Despite the event's growth, the Vuelta remains firmly in second place behind the Tour de France, which is 32 years older and is the colossus of cycling.

The Tour has an annual budget of 148 million French francs (pounds 15.7m). The Vuelta expects to spend 2,000 million pesetas (pounds 8.5m). The Tour has 3,000 workers to the Vuelta's 2,000. The Tour has more of everything including stress.

"The Tour is the biggest annual sporting event," said Neil Stephens an Australian with 11 years' experience of the Big Three. "It is a lot more spectacular, and much colder. We are touchable here, but on the Tour we are cut off like superstars."

It is calculated that 15 million watch the Tour from the roadside, but apart from the package holiday costas and tourist traps the Vuelta takes in the vast parched cragginess of the Extremadura where only circling vultures and shy wolves exist.
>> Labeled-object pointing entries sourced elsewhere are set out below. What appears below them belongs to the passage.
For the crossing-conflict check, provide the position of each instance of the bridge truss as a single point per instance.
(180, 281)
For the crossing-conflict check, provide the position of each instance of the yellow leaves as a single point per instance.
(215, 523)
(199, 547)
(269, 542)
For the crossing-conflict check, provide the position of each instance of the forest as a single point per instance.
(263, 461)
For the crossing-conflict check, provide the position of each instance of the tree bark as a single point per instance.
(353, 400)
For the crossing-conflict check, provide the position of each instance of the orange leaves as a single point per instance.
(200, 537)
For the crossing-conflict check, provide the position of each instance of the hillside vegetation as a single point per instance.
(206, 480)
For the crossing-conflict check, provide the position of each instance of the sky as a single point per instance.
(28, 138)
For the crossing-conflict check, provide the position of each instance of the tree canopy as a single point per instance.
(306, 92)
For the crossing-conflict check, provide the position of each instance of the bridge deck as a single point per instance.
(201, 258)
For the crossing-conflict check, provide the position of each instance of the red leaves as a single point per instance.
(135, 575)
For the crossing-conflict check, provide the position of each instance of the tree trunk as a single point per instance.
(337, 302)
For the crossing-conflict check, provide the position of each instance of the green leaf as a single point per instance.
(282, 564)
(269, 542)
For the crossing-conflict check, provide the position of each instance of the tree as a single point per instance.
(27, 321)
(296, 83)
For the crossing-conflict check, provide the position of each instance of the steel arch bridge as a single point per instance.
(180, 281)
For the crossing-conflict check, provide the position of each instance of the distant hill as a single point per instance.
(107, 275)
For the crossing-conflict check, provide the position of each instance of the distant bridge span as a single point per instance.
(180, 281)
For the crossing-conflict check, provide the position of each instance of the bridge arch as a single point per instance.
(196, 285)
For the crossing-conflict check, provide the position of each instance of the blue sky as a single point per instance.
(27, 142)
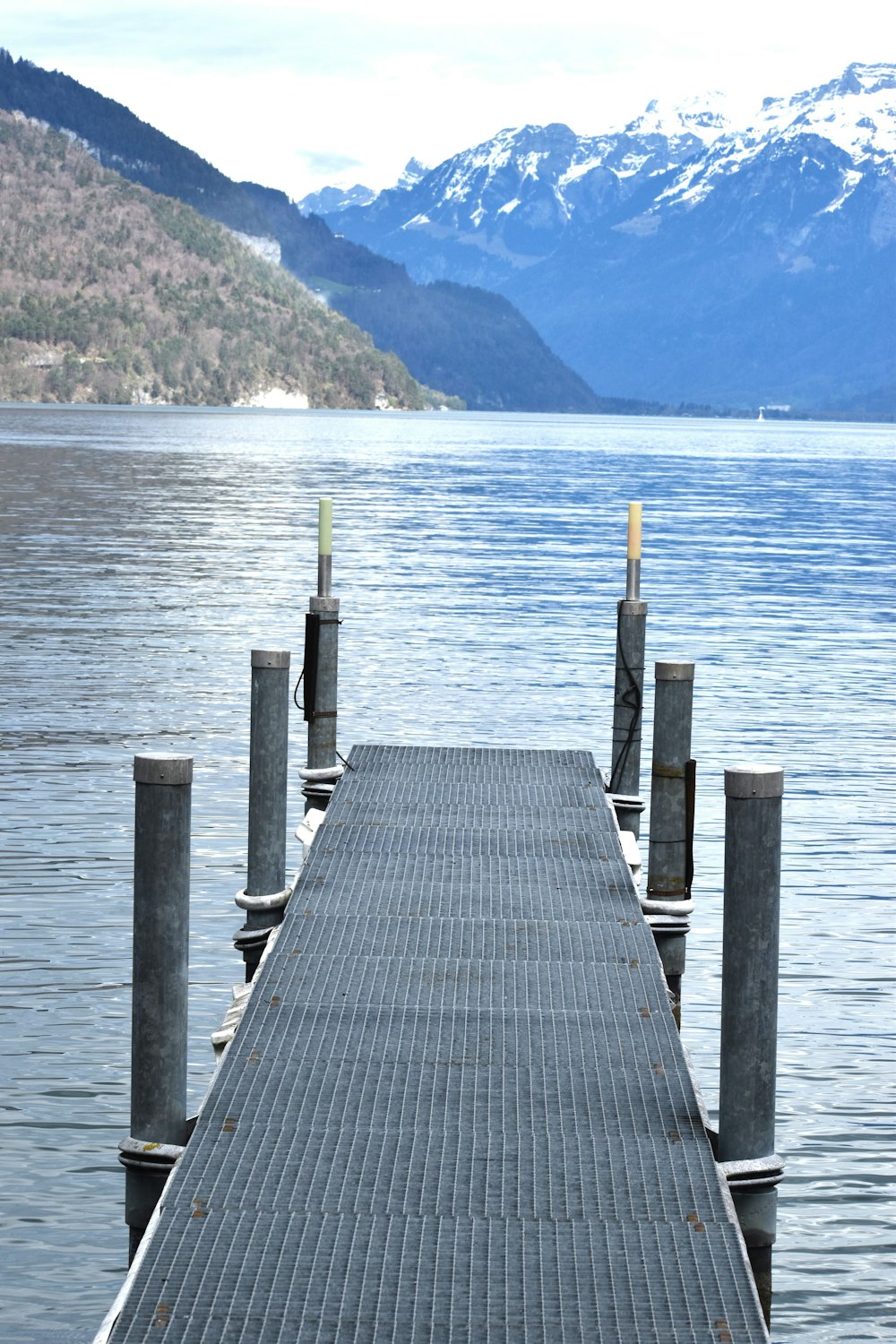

It can claim to be the fastest tour. Last year the average speed topped a record 40 kph. That could fall by tomorrow.

"This underlines the fact that the Vuelta is right to be in September," said their media executive, Fernando Rojos. "The riders are not so tired that they cannot be competitive."

The one key factor that the Spanish can do nothing about for the moment is the lack of a major Spanish contender to evict the new Swiss invaders who are heading for their fifth victory in six years. Alex Zulle is hours away from his second triumph in Madrid tomorrow. He does, however, ride for a Spanish team, so let the fiesta begin.